Dieses Abkommen umfasst grundsätzlich alle Dienstleistungen, von Versicherungen und Energieversorgung über Verkehr und Wasserversorgung bis hin zum Bildungs- und Gesundheitswesen.

Der Dienstleistungssektor hat die höchsten Wachstumsraten und erwirtschaftet inzwischen 60% des globalen Bruttosozialprodukts, allerdings machen Dienstleistungen nur 20% des Welthandels aus. Dies zeigt, was für ein Potential durch weitere Liberalisierungen freigesetzt werden würde. Jährlich werden weltweit 1 Billion US$ für Wasserversorgung, 2 Billionen US$ für die Gesundheitsversorgung und 3,5 Billionen US$ für das Gesundheitswesen ausgegeben. Bisher ist der größte Teil dieser Dienstleistungen öffentlich organisiert und damit nicht auf Profitmaximierung ausgerichtet.

Prinzipien des GATS

Genauso wie in den anderen WTO-Verträgen ist das Ziel des GATS eindeutig definiert: Der Handel mit Dienstleistungen soll weltweit liberalisiert und handelsbehindernde Regulierungen abgebaut werden. Nachhaltige Entwicklung, Umwelt- und Sozialstandards spielen im GATS keine Rolle. Der WTO geht es lediglich um uneingeschränktes Wachstum des Dienstleistungshandels und nicht um die Frage, wie dieser zum Wohle der Menschen und der Umwelt gestaltet werden kann.

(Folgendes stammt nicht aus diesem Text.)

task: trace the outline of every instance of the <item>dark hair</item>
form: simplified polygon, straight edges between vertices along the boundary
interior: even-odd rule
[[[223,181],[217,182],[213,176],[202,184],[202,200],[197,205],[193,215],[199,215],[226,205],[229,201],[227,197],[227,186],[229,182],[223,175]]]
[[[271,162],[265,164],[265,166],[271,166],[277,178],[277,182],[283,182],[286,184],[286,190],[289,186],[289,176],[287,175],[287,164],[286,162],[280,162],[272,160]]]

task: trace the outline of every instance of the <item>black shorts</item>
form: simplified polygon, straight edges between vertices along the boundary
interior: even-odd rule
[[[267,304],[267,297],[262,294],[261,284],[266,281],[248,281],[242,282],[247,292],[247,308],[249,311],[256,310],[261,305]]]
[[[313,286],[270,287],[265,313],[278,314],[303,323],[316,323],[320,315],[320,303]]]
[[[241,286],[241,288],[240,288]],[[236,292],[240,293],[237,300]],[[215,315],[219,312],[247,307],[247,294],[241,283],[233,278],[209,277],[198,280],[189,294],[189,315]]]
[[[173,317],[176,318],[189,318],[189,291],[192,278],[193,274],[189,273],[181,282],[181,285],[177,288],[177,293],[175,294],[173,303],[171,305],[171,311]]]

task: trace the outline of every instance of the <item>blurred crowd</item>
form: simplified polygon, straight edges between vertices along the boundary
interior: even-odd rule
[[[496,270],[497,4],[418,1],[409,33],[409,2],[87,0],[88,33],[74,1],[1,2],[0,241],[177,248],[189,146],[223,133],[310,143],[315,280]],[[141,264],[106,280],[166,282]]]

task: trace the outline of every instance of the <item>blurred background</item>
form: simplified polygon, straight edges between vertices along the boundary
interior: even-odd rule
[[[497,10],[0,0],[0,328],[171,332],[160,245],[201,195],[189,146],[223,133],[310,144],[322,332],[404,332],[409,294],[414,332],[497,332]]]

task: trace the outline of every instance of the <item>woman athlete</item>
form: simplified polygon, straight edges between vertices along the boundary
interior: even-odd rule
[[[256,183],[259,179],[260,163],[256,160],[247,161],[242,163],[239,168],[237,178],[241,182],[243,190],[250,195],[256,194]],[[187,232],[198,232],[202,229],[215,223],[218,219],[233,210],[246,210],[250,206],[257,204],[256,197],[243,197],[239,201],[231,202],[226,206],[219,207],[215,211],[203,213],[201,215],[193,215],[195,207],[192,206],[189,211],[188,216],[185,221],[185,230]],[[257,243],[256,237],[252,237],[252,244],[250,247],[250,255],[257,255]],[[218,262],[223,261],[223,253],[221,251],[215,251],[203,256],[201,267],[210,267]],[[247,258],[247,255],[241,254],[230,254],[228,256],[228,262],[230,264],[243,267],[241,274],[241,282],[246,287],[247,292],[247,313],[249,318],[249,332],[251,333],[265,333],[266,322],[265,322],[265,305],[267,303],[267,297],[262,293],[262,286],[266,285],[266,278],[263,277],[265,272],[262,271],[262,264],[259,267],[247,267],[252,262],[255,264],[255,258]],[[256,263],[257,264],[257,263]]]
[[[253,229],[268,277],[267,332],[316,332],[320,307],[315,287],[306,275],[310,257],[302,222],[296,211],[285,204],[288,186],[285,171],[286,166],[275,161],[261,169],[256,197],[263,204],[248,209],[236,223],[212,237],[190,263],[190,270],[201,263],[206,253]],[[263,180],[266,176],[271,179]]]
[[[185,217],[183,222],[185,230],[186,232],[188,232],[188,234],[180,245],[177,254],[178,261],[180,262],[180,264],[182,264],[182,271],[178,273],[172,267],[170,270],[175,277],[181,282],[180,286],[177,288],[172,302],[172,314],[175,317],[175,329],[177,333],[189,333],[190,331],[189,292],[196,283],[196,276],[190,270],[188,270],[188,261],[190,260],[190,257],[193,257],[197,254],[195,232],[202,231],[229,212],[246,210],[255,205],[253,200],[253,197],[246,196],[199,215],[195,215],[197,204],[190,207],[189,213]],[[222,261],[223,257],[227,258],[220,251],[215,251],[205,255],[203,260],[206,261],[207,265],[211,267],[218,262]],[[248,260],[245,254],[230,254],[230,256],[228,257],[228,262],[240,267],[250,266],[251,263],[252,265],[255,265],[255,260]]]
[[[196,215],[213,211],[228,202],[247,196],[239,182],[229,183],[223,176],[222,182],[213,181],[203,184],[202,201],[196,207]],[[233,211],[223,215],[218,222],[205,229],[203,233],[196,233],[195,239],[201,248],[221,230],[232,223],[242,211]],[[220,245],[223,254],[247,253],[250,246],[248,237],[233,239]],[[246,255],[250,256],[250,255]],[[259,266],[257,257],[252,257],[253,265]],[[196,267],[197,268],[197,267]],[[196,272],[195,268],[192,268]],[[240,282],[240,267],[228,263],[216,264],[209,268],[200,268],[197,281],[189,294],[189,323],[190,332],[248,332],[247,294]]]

Das Abkommen stützt sich auf dieselben Grundprinzipien, die für den Handel mit Waren festgelegt wurden (GATT):

Marktzugang: Sogenannte Handelshemmnisse (wie zum Beispiel Mengenbeschränkungen für Importgüter) sollen beseitigt und der einheimische Markt soll ausländischen Anbietern geöffnet werden. Die Inländerbehandlung fordert, dass Regierungen ausländische Dienstleistungserbringer in gleicher Weise behandeln müssen wie einheimische; das heißt, dass sie die inländischen Dienstleistungserbringer nicht bevorzugen dürfen. Die Meistbegünstigung besagt, dass ein Land den Dienstleistungserbringer eines anderen Landes nicht schlechter als alle anderen behandeln darf.

Anders als beim Handel mit Waren können die Länder jedoch bisher selber festlegen, welche Bereiche sie den GATS-Regeln unterstellen. Hat ein Land jedoch einmal eine feste Zusage für die Öffnung eines Sektors gemacht, ist es faktisch unmöglich, diese rückgängig zu machen. Die zu zahlenden Entschädigungen würden jeden Haushalt sprengen. Auch Ausnahmen von der Meistbegünstigung können bisher speziell aufgelistet werden. Sie dürfen aber nicht länger als 10 Jahre angewandt und müssen nach 5 Jahren überprüft werden.
Wer jetzt aber denkt: "Na wenn das so ist, dann ist ja alles in Ordnung, die Länder können alles selber festlegen, nichts zwingt sie, ihre Märkte zu öffnen", der oder die liegt falsch.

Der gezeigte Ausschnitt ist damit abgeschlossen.